Different atoms(in case of isotopes), molecules, or ions having the same number of electrons and electronic configuration are called isoelectronic species. These species show similarities in their chemical properties. Na+ and F- are examples of isoelectronic pairs having 10 electrons each. 


Molecules comprising different atoms having an equal number of electrons are isoelectronic molecules. Carbon monoxide (CO) and nitrogen (N2) molecules are one such example, both the molecules have a total of 14 electrons.

FAQs on Isoelectronic Species - Important Concepts with Practice Questions

1. What is electron gain enthalpy, is it same for isoelectronic species?

Electron gain enthalpy can be defined as the amount of energy released or absorbed on adding an electron to an isolated neutral gaseous atom. Electron gain enthalpy values can be negative or positive depending upon whether the energy is getting absorbed or released while adding electrons to the atom. Isoelectronic species have different electron gain enthalpy. Although the number of electrons in these species are the same, they have different protons and neutrons that correspond to different effective nuclear charge. Due to this reason every atom has a different force of attraction towards the upcoming electron.

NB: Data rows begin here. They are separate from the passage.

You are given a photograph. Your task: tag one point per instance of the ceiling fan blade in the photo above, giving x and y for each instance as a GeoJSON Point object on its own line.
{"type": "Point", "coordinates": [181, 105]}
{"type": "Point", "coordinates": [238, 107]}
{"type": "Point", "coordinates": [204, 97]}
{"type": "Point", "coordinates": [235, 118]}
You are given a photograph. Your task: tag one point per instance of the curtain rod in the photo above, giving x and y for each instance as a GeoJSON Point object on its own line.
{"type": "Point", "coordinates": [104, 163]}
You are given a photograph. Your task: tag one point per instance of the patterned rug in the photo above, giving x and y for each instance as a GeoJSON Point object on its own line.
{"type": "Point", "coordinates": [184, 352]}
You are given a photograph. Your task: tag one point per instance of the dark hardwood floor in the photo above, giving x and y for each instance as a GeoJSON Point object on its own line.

2. What ion is isoelectronic with Na+?

Sodium ions have one electron less than sodium atoms. This means there is a total of 10 electrons in sodium ion (Na+). Any ion that has a total of 10 electrons will be considered isoelectronic with the sodium ion. There are many ions with 10 electrons, two of them are magnesium ion Mg+2 and oxide ion O2-. Magnesium ion has two electrons less than magnesium atom (12-2=10) and oxide ion has two electrons more than oxygen atom (8+2=10). Both the ions have a total of 10 electrons which is equal to the electrons that sodium ions possess. Therefore, Mg2+and O2- are isoelectronic with Na+.